The Financial Conduct Authority is investigating the role of former senior directors at the troubled Co-operative Bank, according to reports.
Co-op’s senior executives have faced a series of grillings by the Treasury select committee in recent months over a failed deal to buy 632 Lloyds Banking Group branches, known as ‘Project Verde’, and a £1.5bn capital shortfall.
The former Labour councillor was caught on video by the Mail on Sunday buying crystal meth and crack cocaine.
The Telegraph reports the FCA is investigating roles of senior individuals in the run-up to the capital shortfall being uncovered in June 2013.

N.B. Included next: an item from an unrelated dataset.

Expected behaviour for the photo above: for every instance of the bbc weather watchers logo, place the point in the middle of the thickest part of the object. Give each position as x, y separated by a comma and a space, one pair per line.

According to the paper, the probe is focusing on whether there were any regulatory breaches by the directors in relation to the regulatory capital position of the bank and the way that provisions were accounted for in relation to loan impairments.

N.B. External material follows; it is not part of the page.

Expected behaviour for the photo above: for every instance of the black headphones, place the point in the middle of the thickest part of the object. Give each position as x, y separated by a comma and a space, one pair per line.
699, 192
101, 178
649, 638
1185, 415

Yesterday, Prime Minister David Cameron called for a regulatory inquiry into the appointment of Flowers.
Speaking at Prime Minister’s Questions yesterday, he said: ”The Chancellor will be discussing with the regulators the appropriate form of inquiry. There are clearly a lot of questions that need to be answered.
“Why was Reverend Flowers judged suitable to be chairman of a bank? Why weren’t alarm bells rung earlier, particularly by those who knew? It will be important that if anyone does have information they provide it to the authorities.”